Oscillators can be considered an Objective form of pattern recognition. Whereas Traditional bar chart patterns can be considered a Subjective form of pattern recognition.

What do you think? Any discussion would be interesting to have.
 
To be objective it must be known in advance.

Objective pattern recognition techniques must be purely derived
from mathematical components or sequence of components. It is the
only way you can test whether it’s objective or not.

In sense she is right, because she hasn’t defined what traditional
charts patterns are so they would have to be classified as subjective.

However, in my opinion Oscillators on their own are also subjective,
unless she is always selling the tops or buying the bottoms to validate
her argument:- Profit & Loss
 
To be objective it must be known in advance.

Objective pattern recognition techniques must be purely derived
from mathematical components or sequence of components. It is the
only way you can test whether it’s objective or not.

In sense she is right, because she hasn’t defined what traditional
charts patterns are so they would have to be classified as subjective.

However, in my opinion Oscillators on their own are also subjective,
unless she is always selling the tops or buying the bottoms to validate
her argument:- Profit & Loss
Good reply Frank and thanks for the reply.

Other than buying bottoms and selling tops oscillators are subjective?
 
Subjective:- As a stand alone tool I would say yes because it hasn’t
been explained how it’s used.

Objective:- As part of a trading plan I would say no, if a secondary tool
was used.

For example: - the lower channel could be seen as subjective if buying on
it’s own, but verifying the pattern with a minor breakout set-up would
be objective.

At least the pattern can be tested to see whether it works or not
 
Um, I might have the wrong end of the stick here, but she might simply be talking about the value returned, rather than the application.

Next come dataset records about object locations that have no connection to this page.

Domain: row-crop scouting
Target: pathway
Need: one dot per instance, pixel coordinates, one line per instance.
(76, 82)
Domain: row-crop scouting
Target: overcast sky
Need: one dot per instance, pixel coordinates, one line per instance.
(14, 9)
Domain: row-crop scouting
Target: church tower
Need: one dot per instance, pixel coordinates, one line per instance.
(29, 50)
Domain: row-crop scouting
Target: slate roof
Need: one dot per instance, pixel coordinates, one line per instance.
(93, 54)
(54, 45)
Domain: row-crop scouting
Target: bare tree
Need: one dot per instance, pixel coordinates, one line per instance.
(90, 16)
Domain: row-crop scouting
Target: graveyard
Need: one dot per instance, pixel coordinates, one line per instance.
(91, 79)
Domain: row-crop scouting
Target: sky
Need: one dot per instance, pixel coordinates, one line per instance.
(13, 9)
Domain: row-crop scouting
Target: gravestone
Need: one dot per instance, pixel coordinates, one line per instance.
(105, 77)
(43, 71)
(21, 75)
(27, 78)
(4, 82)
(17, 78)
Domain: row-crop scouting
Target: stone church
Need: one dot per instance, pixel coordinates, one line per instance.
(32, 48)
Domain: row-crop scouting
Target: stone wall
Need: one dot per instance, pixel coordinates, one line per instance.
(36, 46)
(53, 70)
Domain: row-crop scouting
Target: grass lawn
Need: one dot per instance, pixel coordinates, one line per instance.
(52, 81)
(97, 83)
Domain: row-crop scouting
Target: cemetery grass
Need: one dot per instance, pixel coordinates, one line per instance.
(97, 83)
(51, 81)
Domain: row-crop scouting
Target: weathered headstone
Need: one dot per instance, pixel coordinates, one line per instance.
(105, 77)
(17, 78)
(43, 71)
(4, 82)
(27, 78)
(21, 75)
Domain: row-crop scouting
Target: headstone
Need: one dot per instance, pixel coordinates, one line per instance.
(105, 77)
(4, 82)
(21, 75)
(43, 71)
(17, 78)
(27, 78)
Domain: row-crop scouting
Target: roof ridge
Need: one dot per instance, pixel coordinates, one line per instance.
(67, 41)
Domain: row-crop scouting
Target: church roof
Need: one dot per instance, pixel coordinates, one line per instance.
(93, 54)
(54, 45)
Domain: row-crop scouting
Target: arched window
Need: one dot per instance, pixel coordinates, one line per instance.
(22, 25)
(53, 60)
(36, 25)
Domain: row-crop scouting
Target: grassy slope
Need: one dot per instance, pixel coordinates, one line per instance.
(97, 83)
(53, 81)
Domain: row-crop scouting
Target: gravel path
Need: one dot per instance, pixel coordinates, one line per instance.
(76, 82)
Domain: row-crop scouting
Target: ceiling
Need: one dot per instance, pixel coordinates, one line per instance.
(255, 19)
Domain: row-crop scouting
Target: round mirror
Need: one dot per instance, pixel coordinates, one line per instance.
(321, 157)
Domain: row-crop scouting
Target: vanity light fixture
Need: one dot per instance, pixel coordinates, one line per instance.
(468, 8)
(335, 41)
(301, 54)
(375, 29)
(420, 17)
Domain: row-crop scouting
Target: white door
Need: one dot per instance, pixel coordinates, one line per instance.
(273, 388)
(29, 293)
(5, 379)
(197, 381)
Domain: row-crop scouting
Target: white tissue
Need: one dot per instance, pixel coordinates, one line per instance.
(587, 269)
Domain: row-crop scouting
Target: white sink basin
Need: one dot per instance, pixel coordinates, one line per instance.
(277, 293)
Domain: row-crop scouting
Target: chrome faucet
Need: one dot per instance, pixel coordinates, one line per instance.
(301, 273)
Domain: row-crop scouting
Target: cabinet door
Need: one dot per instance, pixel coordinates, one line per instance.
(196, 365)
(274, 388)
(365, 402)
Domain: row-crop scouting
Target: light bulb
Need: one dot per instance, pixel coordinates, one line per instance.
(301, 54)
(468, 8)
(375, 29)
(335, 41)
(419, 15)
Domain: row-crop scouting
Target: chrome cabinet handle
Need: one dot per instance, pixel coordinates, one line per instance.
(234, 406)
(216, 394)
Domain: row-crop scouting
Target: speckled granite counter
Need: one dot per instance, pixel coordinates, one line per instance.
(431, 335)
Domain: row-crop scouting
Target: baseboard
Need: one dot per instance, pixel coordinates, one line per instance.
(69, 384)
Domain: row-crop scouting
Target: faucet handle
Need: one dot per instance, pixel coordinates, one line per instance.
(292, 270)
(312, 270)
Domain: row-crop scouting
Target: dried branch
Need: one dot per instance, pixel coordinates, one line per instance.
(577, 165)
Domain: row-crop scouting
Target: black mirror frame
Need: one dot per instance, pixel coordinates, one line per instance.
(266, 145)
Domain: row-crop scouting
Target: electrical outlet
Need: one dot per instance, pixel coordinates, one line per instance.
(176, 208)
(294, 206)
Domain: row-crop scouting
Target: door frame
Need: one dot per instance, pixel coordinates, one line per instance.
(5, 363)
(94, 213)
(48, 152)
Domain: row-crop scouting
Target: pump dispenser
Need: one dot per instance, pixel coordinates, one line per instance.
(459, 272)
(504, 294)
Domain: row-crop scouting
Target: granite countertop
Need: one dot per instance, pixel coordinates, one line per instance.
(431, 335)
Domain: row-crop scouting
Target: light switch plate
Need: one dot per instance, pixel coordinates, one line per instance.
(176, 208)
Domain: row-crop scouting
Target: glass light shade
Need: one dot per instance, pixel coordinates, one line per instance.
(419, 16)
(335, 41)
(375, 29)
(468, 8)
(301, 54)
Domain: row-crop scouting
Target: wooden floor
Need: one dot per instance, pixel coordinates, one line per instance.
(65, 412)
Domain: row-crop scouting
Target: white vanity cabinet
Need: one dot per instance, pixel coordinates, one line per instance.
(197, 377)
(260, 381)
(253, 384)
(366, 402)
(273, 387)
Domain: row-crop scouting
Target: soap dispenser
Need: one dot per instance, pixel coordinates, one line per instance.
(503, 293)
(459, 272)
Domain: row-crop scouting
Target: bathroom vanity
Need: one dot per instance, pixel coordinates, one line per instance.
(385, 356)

Oscillators are objective, because they have clear definitions. Different traders will get the exact same result from an RSI or Stochastic. They might respond in different (subjective?) ways, but the actual value returned is objective. It's given by the numbers.

A lot of charting is subjective because it's up to the trader to identify the patterns. Is that a flag? Is that an EW pattern? Different traders will get wildly divergent readings from the same data, even if they're using the same method and looking for the same thing.

That's what I would have assumed, anyway.